According to Amazon, customers who bought this book also bought "How to Avoid Marrying a Jerk" and "How Can You Tell If You're Really In
Basically, really confused people. The kind of people who turn to Dr. Phil for advice.
Unfortunately, "Is He the One?" probably won’t help these people any more than Dr. Phil would. It can help you pinpoint things you like and don't like about a guy, but it won't tell you if he's the "One,” because there's no formula for that.
Let's say he receives positive answers for 60 percent of the 101 questions.
Does THAT mean he's the “One”?
Or should he have received a higher score, like 87 percent? Would THAT score make him the “One”?
And what about 100 percent? If you have good things to say about him for all the questions presented in this book, does THAT mean you should commit your life to this guy forever?
This is why the book doesn't work. Because after you've answered all the questions, you're left with the same glaring question you started with:
Is he the “One”?
And that's only a valid question if you believe there IS such a thing as the “One."

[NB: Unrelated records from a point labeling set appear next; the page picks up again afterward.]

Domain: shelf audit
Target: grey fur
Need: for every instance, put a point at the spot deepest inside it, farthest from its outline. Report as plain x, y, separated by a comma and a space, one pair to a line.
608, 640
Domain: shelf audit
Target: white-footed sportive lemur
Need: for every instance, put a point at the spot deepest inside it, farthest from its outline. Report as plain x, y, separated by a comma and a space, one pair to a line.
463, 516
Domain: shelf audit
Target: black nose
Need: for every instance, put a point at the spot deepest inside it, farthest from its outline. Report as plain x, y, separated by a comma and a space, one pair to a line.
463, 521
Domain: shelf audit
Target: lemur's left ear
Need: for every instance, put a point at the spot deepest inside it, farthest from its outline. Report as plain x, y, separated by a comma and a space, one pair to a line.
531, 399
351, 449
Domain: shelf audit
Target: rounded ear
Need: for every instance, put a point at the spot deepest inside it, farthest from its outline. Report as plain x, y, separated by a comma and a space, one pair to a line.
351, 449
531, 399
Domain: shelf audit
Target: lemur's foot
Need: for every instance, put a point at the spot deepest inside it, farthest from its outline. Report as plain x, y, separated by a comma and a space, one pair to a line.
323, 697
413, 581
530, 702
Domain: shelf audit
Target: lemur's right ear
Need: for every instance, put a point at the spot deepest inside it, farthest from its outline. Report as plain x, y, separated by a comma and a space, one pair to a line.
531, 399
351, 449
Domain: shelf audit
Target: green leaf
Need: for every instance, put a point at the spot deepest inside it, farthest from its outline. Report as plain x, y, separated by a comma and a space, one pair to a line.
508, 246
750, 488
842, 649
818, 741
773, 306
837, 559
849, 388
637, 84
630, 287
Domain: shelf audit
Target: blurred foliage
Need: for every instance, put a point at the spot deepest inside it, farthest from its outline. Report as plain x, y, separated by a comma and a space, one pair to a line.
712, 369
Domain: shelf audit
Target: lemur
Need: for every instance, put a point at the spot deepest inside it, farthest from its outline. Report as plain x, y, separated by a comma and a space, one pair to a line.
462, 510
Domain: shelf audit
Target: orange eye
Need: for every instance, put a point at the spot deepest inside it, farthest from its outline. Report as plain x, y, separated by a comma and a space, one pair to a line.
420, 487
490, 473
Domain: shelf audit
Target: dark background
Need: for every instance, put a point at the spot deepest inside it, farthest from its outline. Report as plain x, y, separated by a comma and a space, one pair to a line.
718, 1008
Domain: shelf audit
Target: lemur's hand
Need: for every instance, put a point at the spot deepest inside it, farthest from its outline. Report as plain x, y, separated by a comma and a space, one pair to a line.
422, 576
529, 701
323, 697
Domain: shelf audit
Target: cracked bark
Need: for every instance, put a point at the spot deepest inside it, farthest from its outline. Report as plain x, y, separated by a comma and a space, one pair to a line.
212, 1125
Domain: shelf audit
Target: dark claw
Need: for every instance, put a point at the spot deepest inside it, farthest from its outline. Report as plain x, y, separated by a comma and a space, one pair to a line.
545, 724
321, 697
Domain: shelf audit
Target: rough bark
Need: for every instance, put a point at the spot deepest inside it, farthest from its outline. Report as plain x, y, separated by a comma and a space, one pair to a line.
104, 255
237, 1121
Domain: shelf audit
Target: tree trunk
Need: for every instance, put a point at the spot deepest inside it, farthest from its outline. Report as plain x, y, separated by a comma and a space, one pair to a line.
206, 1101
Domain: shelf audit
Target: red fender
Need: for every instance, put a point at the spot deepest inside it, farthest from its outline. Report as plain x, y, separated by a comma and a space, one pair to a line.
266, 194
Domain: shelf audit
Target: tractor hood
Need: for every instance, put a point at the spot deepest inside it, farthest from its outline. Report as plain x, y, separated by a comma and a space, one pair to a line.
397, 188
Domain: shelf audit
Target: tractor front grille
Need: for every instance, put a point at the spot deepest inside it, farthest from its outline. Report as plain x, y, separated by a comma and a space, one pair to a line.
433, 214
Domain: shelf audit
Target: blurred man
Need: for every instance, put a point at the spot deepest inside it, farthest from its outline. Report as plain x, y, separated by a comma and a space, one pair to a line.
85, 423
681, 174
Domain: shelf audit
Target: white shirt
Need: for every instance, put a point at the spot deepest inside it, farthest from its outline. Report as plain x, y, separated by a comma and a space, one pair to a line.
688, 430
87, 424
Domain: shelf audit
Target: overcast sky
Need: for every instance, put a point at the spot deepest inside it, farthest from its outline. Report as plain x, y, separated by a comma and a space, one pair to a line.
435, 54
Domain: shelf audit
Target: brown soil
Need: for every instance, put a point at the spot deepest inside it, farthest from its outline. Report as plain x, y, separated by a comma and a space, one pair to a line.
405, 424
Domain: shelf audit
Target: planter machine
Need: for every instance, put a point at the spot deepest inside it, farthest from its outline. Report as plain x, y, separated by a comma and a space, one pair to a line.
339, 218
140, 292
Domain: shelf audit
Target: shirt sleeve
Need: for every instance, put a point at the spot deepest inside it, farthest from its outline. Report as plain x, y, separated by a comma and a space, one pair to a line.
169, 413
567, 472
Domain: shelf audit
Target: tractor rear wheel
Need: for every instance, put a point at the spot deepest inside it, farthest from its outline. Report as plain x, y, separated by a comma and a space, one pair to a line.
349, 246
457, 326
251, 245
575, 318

People who believe this theory likely believe in fate or destiny or God's will. That whomever we end up with isn't a choice, but rather, that he or she is pre-destined to be our compatible companion in life.
But there are over 6.6 Billion (with a capital B) people on this planet.
Does it even make sense to think that only one person is capable of making us happy?
I rejected this theory a while ago because following it can cause serious anxiety issues.
No matter who you're with, you'll always be asking yourself if he is that ONE special person out of all the other choices.
Sure, he makes you happy -- but does he make you happy ENOUGH? Or is the elusive "One" still out there who could make you happier?
This kind of thinking only perpetuates a “grass is greener on the other side” mentality. You’ll never be satisfied with what you’ve got while wondering what you’re missing.
The alternative is to believe that there are multiple people with whom you are compatible, and that you could be happy with any one of them. That the person you spend your life with is a matter of settling.
Not quite as romantic, I know, but reasonable.
In this way, when you meet someone who makes you happy and with whom you can see yourself sharing a lifetime, there is no reason NOT to marry that person over the other options. Basically, you acknowledge that others exist who could make you happy, but not necessarily happier than the person you've chosen.
Even this thinking, though, leaves you asking questions. Because in the end, you weren't really wondering if your boyfriend was the "One" -- you were wondering, "Should I marry him?"
And no matter where you turn, be it a book or God or your belief that the "One" for you is out there, no one can answer that question except you.
Just to be safe, though, you might want to read "How to Avoid Marrying a Jerk" before making a decision.